Tinti, M., Kiemer, L., Costa, S., Miller, M. L., Sacco, F., Olsen, J. V., et al. (2013). The SH2 Domain Interaction Landscape. CELL REPORTS, 3(4), 1293-1305. doi:10.1016/j.celrep.2013.03.001.


Zitierlink: http://hdl.handle.net/11858/00-001M-0000-0014-4B18-E
Zusammenfassung
Members of the SH2 domain family modulate signal transduction by binding to short peptides containing phosphorylated tyrosines. Each domain displays a distinct preference for the sequence context of the phosphorylated residue. We have developed a high-density peptide chip technology that allows for probing of the affinity of most SH2 domains for a large fraction of the entire complement of tyrosine phosphopeptides in the human proteome.

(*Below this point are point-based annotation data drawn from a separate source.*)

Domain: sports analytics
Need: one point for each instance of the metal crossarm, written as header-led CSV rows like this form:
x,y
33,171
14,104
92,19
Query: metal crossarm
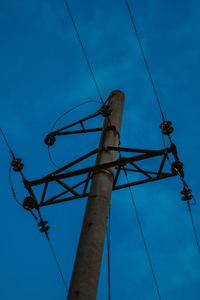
x,y
122,163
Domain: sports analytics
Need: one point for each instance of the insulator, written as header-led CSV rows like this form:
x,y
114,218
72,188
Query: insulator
x,y
17,164
177,168
186,191
187,197
42,223
45,229
30,203
50,139
166,127
43,226
105,110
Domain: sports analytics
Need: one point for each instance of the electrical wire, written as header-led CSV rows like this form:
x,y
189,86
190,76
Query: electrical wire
x,y
145,60
70,110
59,118
193,225
12,187
6,141
57,263
83,49
108,255
143,238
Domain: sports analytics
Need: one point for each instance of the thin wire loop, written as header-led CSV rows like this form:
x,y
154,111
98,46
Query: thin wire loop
x,y
83,49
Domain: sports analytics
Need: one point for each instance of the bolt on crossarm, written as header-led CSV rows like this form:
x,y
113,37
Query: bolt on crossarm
x,y
85,276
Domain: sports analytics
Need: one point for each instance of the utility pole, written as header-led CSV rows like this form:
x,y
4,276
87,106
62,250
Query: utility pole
x,y
85,276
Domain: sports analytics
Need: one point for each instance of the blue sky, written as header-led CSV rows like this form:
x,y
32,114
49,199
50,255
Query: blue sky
x,y
44,73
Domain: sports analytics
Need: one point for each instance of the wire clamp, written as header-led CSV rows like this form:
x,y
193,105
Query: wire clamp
x,y
50,139
43,225
30,203
177,168
17,164
166,127
187,193
105,110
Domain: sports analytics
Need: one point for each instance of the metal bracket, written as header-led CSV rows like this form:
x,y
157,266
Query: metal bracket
x,y
80,189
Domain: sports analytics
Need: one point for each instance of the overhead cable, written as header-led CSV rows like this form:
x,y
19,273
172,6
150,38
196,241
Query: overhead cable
x,y
193,225
108,255
56,260
145,60
59,118
83,49
143,238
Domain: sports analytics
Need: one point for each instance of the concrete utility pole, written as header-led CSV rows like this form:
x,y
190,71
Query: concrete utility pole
x,y
85,277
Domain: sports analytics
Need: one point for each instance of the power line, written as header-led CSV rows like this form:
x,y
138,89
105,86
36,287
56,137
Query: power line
x,y
12,187
59,118
83,49
57,263
108,256
193,225
143,237
145,60
71,109
6,141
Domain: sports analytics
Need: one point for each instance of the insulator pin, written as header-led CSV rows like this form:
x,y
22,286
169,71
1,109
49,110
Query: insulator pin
x,y
187,194
43,225
166,127
50,139
105,110
30,203
177,168
17,164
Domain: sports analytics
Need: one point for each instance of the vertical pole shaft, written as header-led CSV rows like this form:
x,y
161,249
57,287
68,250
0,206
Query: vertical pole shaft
x,y
85,276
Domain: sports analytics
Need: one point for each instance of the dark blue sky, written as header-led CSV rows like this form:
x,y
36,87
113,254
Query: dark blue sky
x,y
44,73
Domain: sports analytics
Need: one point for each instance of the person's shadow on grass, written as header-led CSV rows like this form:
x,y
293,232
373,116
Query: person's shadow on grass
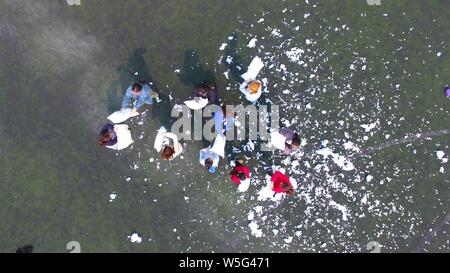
x,y
137,70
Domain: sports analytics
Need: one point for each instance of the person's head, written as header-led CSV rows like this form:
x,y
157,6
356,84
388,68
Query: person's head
x,y
241,176
137,88
447,91
203,88
295,142
287,188
208,163
167,152
253,87
104,137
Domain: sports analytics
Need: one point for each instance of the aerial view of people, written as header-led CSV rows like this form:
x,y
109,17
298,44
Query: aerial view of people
x,y
191,131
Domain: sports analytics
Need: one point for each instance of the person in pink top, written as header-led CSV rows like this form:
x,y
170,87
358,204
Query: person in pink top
x,y
282,184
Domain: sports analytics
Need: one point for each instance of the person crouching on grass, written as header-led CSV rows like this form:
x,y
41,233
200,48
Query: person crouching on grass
x,y
241,175
142,93
282,184
166,143
252,90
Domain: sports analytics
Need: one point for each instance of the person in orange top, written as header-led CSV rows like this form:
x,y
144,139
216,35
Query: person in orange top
x,y
241,175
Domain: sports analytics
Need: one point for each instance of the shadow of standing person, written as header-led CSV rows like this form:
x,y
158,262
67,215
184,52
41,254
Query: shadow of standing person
x,y
193,73
232,60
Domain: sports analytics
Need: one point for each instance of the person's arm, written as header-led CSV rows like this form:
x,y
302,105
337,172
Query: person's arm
x,y
287,133
212,96
172,136
235,179
139,101
127,98
202,156
216,160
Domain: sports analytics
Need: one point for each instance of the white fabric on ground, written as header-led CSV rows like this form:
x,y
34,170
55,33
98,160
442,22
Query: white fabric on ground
x,y
124,138
219,145
159,140
196,104
123,115
277,140
253,69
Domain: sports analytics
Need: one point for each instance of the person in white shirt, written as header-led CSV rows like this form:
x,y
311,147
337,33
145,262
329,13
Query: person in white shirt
x,y
252,90
167,144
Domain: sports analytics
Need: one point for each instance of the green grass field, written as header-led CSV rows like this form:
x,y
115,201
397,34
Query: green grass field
x,y
64,69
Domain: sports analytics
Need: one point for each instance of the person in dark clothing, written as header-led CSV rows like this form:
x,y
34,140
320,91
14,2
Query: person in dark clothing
x,y
108,136
292,140
206,91
447,91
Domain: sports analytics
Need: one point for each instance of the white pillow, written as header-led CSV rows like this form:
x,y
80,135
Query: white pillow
x,y
196,104
121,116
219,145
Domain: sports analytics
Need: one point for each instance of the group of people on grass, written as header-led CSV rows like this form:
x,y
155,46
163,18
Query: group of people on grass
x,y
117,136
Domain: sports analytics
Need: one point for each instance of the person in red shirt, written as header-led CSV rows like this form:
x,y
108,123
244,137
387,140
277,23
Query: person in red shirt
x,y
241,176
240,172
282,184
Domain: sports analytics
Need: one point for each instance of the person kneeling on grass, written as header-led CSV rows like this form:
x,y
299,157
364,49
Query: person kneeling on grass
x,y
282,184
109,136
167,144
292,142
252,90
241,175
142,93
209,159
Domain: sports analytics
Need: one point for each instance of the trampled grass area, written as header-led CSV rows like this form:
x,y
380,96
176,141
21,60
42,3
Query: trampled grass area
x,y
63,70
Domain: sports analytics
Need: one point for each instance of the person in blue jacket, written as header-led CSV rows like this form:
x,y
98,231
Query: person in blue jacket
x,y
141,93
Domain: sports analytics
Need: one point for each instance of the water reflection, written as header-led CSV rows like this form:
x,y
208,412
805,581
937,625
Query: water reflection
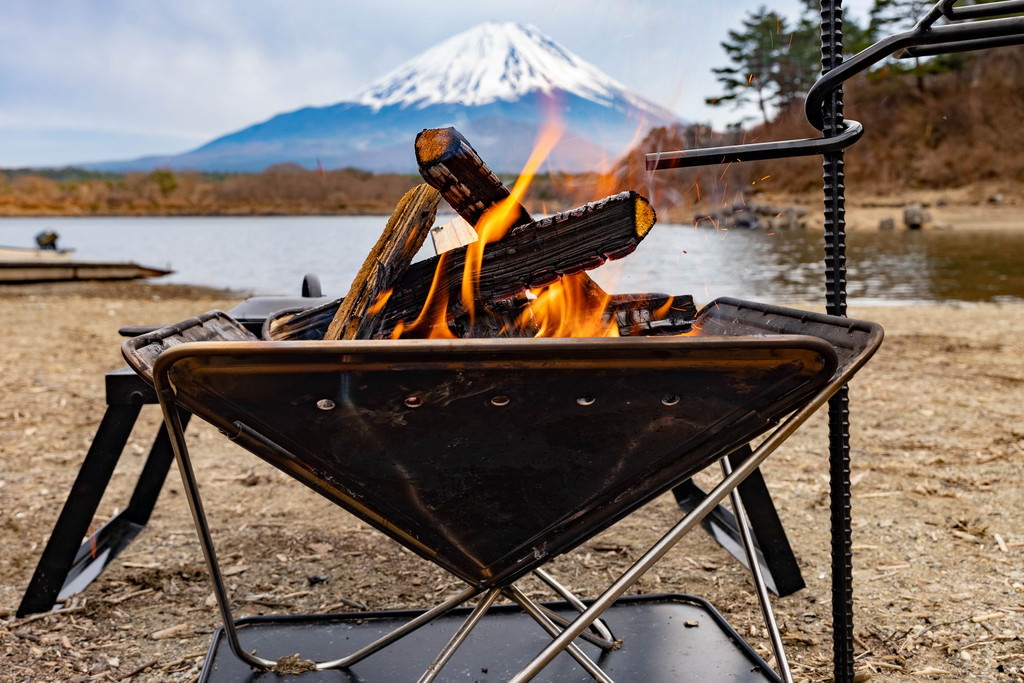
x,y
269,255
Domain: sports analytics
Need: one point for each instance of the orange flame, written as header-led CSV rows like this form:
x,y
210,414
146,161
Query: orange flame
x,y
497,220
432,321
571,306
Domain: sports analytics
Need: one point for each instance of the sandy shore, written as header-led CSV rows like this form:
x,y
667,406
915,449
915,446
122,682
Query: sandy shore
x,y
938,447
975,208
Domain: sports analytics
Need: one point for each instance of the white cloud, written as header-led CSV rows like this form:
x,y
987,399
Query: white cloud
x,y
190,70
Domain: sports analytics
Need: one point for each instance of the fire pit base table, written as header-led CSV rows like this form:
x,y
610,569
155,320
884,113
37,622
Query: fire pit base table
x,y
665,638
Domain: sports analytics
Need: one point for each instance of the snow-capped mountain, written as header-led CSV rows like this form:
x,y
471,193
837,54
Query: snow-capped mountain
x,y
497,83
494,61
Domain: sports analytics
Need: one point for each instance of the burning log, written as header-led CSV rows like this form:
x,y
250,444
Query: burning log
x,y
386,263
529,256
450,164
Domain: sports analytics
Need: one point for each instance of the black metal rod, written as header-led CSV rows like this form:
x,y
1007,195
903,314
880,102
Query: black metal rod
x,y
962,46
834,189
79,509
154,473
983,10
809,146
943,35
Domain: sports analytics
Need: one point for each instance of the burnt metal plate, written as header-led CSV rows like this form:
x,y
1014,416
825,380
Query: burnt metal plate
x,y
488,457
675,638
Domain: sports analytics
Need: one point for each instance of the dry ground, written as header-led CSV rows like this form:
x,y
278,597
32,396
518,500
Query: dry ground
x,y
938,447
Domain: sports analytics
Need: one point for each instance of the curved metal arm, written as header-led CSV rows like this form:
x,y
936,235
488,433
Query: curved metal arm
x,y
974,35
756,151
923,40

Using this technique, we have experimentally identified thousands of putative SH2-peptide interactions for more than 70 different SH2 domains. By integrating this rich data set with orthogonal context-specific information, we have assembled an SH2-mediated probabilistic interaction network, which we make available as a community resource in the PepspotDB database. A predicted dynamic interaction between the SH2 domains of the tyrosine phosphatase SHP2 and the phosphorylated tyrosine in the extracellular signal-regulated kinase activation loop was validated by experiments in living cells.